This past weekend we taught the first of three Intensives in our long-awaited ~ at least long-awaited by us ~ 100-hour Vedic Yoga Therapy Training. I say “long-awaited” because Yoga-as-therapy is what we do. Both my husband and I enjoy a deeply passionate life thanks to Yoga. But more than that, we survived because of Yoga. So you’d think a “Yoga Survivors” training of sorts is where we’d begin.
We have had the intention of doing this from the very start. Ten years on, we are just getting to it now. But that’s okay. Because along the way, healing continues to occur. So much so that by this weekend, teaching was natural and spontaneous. It flowed. Amazing people showed up. Amazing things happened. There were flashes of insight, deep connections, rippling waves of relief and release. We laughed. We cried. We touched, moved, breathed, and we were touched, moved and inspired by our students and their courage.
Something happens that could never have been planned and it becomes a whole lot larger than the sum of its parts. We feel ourselves more as witness than teacher, aware of the unfolding of a perfection we cannot name, willing players in service to a healing force invisible but, at times like these, immensely tangible.
It is quiet work, and very deeply rewarding.
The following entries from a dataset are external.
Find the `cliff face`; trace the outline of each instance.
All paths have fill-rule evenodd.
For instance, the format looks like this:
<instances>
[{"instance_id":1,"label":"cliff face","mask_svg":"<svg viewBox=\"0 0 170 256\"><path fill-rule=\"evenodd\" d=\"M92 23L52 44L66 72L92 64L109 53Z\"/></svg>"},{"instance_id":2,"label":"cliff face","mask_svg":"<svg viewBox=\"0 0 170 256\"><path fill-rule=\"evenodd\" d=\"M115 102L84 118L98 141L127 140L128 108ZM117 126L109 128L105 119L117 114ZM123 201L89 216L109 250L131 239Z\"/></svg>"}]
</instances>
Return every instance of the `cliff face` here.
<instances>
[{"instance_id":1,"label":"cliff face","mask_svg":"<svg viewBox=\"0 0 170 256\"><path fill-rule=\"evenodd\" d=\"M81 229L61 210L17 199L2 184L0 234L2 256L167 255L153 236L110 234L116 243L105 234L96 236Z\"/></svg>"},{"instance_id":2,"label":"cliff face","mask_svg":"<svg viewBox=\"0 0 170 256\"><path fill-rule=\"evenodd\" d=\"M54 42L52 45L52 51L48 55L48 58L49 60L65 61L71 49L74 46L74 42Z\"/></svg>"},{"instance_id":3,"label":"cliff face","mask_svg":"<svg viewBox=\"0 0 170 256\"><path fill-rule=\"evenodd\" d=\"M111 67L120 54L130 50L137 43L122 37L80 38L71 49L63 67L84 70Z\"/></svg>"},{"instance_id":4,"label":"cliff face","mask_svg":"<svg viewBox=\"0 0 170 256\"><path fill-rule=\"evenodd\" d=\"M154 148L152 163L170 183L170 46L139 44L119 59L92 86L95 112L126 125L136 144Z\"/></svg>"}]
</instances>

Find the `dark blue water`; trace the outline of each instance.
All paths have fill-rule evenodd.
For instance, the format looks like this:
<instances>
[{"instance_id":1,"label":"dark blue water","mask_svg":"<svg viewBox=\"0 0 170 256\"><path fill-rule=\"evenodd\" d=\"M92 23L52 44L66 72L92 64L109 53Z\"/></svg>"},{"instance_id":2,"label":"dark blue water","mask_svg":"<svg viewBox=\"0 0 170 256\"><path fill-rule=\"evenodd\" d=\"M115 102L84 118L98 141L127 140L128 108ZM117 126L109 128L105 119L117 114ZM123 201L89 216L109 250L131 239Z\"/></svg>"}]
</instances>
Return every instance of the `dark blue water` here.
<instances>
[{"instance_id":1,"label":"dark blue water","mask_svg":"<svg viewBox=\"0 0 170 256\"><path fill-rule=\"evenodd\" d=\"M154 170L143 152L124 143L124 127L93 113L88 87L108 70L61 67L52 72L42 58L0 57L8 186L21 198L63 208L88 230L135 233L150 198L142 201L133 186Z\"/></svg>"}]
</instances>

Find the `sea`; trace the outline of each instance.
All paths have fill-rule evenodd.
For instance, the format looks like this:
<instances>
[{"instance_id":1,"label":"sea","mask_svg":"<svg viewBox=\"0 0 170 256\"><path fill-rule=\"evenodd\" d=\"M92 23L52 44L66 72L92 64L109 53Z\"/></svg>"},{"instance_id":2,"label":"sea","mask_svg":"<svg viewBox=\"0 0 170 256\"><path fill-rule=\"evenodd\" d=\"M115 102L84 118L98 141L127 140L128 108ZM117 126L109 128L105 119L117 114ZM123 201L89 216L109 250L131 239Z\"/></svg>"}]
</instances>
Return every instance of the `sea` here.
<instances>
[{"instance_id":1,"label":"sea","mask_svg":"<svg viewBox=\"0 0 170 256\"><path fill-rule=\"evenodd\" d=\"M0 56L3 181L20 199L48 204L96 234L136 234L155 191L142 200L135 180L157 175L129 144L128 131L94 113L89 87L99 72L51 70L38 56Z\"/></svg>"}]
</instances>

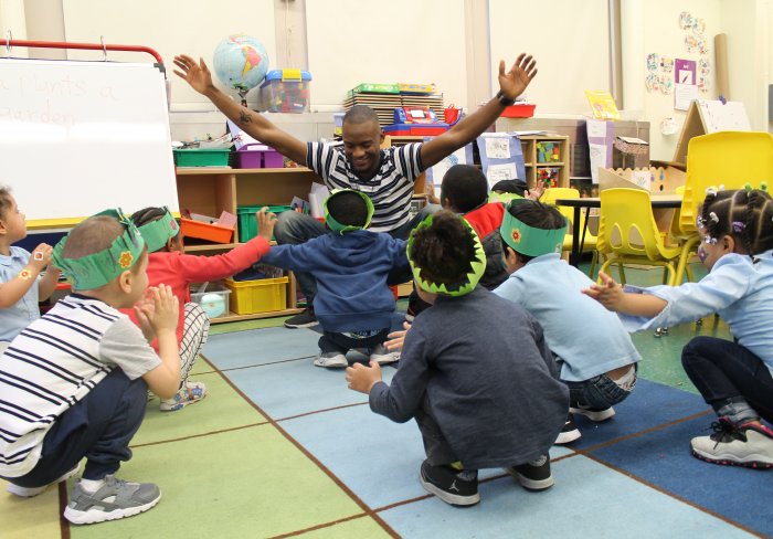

So what do you eat on a weekend devoted to the Healing Arts when you work from 7 am to 5pm and have a house full of students?
Why, Kichari, of course.
Kichari is the most healing of foods, not to mention whole-body delicious. It is warm, rich, hearty and grounding: delightfully balancing in Fall. It is so healing, in fact, that it becomes Ayurveda’s Autumn Fast for those wanting a seasonal Detox.
I simply cannot say enough about it: Kichari is cleansing. Kichari is tonifying. Kichari is nurturing. Kichari is gentle to sensitive tummies. Kichari is loving, warm assurance on cold, rainy days like today. Kichari is a family favorite. Kichari is so important to Ayurveda that it is featured all over this Blog. Kichari might even be called the star of Food: A Love Story.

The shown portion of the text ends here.